El liderazgo de Ayuso ha sido insoportable para un Casado incapaz de conseguir que el PP recupere terreno frente a un PSOE desgastado por una gestión mediocre del Gobierno. Y todo se ha precipitado en las últimas horas.
La excusa para el estallido final ha sido una investigación supuestamente ordenada por la cúpula nacional popular sobre las comisiones cobradas por el hermano de la presidenta en una adjudicación de la Comunidad de Madrid. Pero lo cierto es que la dinamita hacía tiempo que estaba colocada y solo hacía falta una chispa que encendiera la mecha.
El trasfondo del combate es, en realidad, algo tan prosaico y atávico como la lucha despiadada por hacerse con el control del partido. Nada nuevo bajo el sol. Basta con repasar la trayectoria no tan lejana del presidente del Gobierno.
Sin embargo, uno de los elementos que han condenado a Casado ha sido su incapacidad para gestionar el crecimiento de Vox. En las generales de noviembre de 2019, apenas pudo pescar votos en el caladero de un Ciudadanos en descomposición, y los de Abascal se pusieron tibios. Ayuso, en cambio, en mayo pasado más que duplicó votos y escaños y rozó la mayoría absoluta, dejando a los verdes sin crecimiento.
En Castilla y León, hace apenas unos días, Casado volvió a tropezar de la mano de Mañueco: victoria agridulce con subidón de Vox. Y una respuesta dubitativa sobre qué hacer con la ultraderecha.
Ayuso parece tenerlo más claro. Su discurso simple y contundente llega cada vez a más gente, evita fuga de votos hacia Vox, e incluso atrae a personas que jamás votarían al PP. Y se ríe sin contemplaciones de los correligionarios o adversarios que le reprochan sus pactos con la extrema derecha.
Y puede que tenga razón. ¿Acaso es más destructivo para la convivencia Vox que ERC, PNV, Bildu, CiU o JxCat? Pues con todos ellos mantienen o han mantenido acuerdos populares y socialistas en las últimas décadas.

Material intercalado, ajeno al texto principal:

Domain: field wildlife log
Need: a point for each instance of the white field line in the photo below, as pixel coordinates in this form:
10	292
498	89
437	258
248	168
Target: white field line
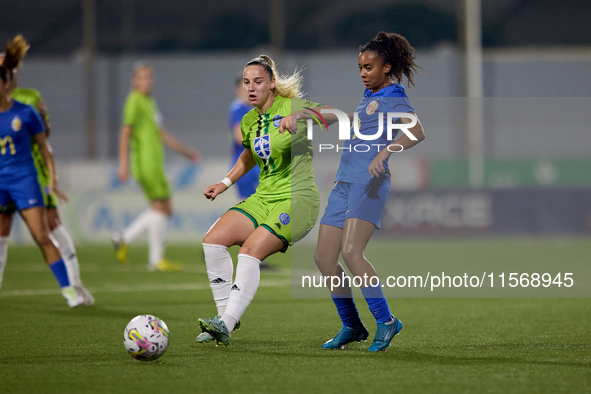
138	288
191	269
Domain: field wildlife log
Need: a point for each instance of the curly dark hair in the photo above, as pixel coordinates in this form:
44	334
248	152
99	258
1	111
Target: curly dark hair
394	50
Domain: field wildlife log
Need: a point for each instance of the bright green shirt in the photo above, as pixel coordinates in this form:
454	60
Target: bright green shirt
141	113
33	97
285	160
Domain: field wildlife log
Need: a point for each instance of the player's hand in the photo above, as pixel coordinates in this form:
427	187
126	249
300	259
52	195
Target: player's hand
123	174
194	156
376	167
61	196
289	124
212	191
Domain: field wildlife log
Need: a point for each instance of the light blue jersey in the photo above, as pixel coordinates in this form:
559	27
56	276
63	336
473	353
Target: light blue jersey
17	126
355	160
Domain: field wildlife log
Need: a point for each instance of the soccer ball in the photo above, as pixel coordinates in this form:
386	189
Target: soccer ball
146	337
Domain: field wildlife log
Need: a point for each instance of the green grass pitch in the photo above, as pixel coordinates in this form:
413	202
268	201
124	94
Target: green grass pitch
447	345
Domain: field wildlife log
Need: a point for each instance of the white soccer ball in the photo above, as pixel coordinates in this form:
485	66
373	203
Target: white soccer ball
146	337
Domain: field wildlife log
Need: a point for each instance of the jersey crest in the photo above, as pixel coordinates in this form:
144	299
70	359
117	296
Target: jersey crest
16	124
262	146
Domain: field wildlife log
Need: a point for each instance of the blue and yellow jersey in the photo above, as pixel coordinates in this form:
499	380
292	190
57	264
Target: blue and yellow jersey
17	126
355	160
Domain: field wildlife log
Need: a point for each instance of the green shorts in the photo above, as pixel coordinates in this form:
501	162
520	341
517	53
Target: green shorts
290	220
49	200
154	184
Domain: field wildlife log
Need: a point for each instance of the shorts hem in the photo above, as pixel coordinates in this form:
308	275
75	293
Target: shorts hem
248	215
285	241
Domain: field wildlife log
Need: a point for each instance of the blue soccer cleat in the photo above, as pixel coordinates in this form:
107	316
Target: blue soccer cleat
347	335
384	335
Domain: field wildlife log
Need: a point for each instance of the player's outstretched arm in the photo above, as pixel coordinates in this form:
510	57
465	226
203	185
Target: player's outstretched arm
124	136
376	167
48	157
169	140
244	164
289	123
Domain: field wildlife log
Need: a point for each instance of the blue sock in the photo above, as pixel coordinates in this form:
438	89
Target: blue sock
378	305
59	271
347	309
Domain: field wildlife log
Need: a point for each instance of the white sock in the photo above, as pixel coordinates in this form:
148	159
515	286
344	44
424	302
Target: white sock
138	226
68	252
3	256
248	276
219	271
156	237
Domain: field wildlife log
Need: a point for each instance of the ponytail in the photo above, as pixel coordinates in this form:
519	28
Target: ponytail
396	51
289	86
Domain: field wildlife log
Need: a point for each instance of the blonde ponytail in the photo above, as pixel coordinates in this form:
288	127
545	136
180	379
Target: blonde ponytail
15	51
289	86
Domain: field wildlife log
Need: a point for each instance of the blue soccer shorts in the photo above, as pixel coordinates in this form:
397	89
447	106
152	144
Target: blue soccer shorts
353	200
25	193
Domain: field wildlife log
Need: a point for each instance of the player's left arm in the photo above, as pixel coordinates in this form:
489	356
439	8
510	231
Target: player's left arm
289	122
44	117
47	154
176	145
376	167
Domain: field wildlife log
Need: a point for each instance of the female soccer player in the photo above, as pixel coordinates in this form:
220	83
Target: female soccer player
58	231
19	123
143	133
246	186
362	186
262	224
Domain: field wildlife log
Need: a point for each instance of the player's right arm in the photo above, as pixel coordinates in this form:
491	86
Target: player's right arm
244	164
124	137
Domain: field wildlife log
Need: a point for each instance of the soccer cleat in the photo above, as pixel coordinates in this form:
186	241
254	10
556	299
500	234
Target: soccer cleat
165	265
73	298
120	248
217	329
205	337
384	335
347	335
87	298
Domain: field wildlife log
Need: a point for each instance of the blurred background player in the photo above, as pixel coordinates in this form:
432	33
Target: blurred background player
58	231
247	185
143	134
362	188
18	175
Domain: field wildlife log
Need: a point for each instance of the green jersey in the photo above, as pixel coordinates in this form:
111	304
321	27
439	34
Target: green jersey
285	160
33	97
141	113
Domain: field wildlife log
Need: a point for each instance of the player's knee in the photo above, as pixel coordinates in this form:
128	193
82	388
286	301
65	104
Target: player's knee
42	238
351	255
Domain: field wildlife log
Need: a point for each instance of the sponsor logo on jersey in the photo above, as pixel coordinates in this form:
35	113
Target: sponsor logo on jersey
16	124
262	147
277	120
284	218
371	107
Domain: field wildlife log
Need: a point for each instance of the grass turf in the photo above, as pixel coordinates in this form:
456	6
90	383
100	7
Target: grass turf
447	345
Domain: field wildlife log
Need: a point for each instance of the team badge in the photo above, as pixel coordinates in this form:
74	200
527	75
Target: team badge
371	107
277	120
284	219
16	124
262	147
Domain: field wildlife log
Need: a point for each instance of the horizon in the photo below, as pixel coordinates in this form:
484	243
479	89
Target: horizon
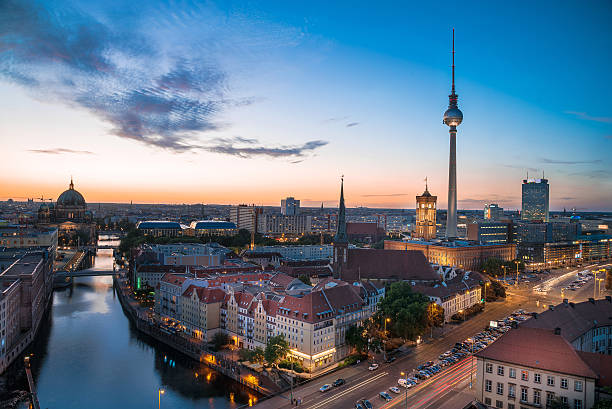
227	102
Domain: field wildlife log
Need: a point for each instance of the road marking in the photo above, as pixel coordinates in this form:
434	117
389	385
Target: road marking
349	390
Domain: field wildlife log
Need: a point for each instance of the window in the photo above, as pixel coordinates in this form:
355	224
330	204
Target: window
524	394
525	375
578	386
537	394
550	396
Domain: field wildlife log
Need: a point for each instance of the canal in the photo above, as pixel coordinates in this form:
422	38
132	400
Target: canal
88	355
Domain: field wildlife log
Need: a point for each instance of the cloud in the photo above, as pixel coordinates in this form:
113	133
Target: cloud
587	117
388	195
569	162
133	82
231	146
58	151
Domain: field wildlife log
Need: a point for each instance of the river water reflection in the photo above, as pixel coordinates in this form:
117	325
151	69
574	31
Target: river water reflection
88	355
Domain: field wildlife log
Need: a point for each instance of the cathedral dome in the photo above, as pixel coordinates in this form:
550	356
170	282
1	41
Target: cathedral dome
71	197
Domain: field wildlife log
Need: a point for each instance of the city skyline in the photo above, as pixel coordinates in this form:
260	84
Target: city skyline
214	118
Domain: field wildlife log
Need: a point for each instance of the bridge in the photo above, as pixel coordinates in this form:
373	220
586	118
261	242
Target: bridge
89	272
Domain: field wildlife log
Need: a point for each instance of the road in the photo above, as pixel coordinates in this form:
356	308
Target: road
447	390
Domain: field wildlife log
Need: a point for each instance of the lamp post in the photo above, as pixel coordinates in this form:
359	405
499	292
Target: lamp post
384	339
160	392
405	375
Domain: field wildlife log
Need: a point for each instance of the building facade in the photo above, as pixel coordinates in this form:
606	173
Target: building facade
535	199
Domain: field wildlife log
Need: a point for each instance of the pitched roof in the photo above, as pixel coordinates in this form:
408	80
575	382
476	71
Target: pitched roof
537	348
574	319
388	264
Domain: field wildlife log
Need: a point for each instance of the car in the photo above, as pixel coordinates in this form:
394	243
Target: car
366	404
339	382
325	388
385	396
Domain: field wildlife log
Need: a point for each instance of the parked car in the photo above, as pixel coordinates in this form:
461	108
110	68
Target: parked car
325	387
339	382
385	396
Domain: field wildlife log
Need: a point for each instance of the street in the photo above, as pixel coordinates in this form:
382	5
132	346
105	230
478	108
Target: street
448	389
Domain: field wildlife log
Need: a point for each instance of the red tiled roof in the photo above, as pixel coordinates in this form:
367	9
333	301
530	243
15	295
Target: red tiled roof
388	264
601	364
539	349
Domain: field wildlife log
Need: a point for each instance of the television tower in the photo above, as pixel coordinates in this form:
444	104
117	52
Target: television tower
452	118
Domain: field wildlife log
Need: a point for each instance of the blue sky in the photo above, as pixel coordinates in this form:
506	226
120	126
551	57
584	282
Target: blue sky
234	102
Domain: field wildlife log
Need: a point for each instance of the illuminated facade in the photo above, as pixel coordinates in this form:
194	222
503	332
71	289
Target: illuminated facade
535	199
425	216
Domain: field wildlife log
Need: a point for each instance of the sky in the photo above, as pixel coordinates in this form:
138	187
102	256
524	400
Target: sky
249	102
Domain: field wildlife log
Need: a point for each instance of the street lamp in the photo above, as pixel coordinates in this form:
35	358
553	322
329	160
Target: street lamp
405	375
160	392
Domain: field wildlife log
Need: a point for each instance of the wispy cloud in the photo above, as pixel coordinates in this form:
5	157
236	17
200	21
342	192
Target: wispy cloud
388	195
125	77
587	117
59	151
569	162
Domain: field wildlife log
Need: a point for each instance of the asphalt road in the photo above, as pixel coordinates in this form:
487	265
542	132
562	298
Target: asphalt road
448	389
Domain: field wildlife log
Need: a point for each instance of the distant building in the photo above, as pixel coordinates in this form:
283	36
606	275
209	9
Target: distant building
211	228
531	367
535	199
246	217
493	212
463	254
490	232
160	228
425	227
290	207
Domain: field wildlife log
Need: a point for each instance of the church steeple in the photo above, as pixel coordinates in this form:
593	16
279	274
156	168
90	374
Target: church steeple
341	236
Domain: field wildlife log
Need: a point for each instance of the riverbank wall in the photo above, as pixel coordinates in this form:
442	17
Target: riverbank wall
229	368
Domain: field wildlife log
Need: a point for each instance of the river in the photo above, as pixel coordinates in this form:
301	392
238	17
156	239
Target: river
88	355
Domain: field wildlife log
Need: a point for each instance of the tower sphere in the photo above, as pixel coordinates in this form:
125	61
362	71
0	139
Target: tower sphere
453	117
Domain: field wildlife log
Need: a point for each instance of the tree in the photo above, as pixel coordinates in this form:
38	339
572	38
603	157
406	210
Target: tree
276	349
356	337
305	279
406	309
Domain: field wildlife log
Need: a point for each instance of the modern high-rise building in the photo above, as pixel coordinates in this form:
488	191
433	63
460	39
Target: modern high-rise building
425	216
493	212
290	207
452	118
535	193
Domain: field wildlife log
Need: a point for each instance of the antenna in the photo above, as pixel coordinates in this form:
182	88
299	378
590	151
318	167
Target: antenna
453	88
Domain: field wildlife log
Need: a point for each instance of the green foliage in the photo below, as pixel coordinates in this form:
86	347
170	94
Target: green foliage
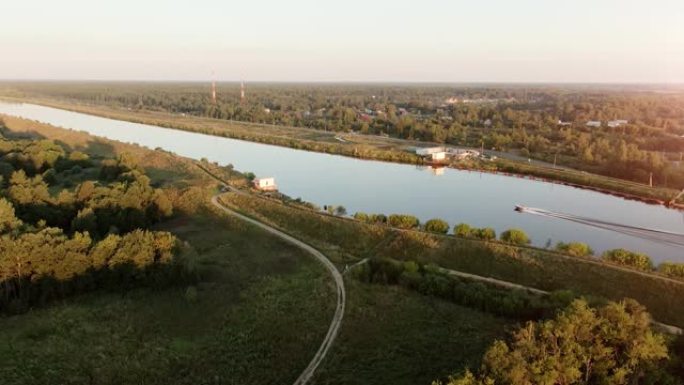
437	226
628	258
463	230
53	246
429	280
671	269
8	221
575	249
485	233
515	236
403	221
609	345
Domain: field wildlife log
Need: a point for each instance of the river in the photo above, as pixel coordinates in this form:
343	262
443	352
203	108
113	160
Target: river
479	199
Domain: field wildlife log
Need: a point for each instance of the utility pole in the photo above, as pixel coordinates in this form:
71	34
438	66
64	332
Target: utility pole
242	92
213	87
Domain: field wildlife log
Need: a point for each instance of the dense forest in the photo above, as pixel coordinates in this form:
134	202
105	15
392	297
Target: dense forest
69	223
641	128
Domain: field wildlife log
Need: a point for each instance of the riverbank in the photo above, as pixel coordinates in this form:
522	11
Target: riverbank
259	299
371	148
351	241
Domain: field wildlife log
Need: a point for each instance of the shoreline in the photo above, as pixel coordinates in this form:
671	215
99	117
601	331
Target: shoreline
383	155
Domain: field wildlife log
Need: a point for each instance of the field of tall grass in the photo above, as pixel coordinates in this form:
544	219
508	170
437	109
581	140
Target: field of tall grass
348	240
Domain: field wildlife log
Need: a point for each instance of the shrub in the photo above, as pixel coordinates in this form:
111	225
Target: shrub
437	226
340	211
576	249
463	230
671	269
486	233
515	237
624	257
403	221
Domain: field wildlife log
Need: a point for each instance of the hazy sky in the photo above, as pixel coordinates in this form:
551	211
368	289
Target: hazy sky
381	40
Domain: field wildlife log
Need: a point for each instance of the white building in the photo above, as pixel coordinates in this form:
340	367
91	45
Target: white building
463	153
425	151
617	123
265	184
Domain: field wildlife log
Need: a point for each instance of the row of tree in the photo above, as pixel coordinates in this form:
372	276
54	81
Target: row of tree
518	237
56	241
583	345
502	118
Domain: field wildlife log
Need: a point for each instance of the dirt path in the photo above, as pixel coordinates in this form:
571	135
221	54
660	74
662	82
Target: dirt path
308	372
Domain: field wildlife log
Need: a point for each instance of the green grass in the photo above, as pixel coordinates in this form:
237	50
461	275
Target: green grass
394	336
528	266
358	146
260	300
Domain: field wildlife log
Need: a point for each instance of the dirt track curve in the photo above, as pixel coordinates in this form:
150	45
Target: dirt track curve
308	372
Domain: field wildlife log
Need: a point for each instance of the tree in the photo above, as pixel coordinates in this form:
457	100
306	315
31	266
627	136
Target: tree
340	211
403	221
437	226
671	269
515	237
8	221
485	233
613	344
462	230
576	249
624	257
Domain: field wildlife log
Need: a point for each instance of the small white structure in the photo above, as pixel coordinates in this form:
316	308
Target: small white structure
617	123
463	153
425	151
264	184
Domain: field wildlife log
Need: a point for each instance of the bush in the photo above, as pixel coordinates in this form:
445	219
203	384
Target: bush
403	221
486	233
437	226
671	269
463	230
575	249
515	237
624	257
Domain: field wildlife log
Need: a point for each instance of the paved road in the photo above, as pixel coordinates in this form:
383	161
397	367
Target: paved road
308	372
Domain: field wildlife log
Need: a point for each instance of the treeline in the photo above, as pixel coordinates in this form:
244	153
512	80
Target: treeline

En la mayoría de las democracias occidentales los partidos centrales jamás pactarían con Le Pen u otros ultras similares, pero tampoco lo harían con partidos que montan un proceso secesionista unilateral, ni con los herederos de bandas terroristas, ni con los nacionalistas que recogían las nueces u otros ultras similares.
Aquí en cambio sí se ha hecho. Por eso sorprende que ahora algunos se atrevan a clasificar a los ultras en más o menos monstruosos porque les interesa electoralmente.
En España la caja de Pandora se abrió hace muchos años. Y Ayuso parece que ha encontrado el camino para aprovecharlo, como su partido y el PSOE han hecho desde tiempos inmemoriales.
Tal vez sea una oportunidad para volver a meter a todos los ultras en la caja, para ampliar el cordón sanitario.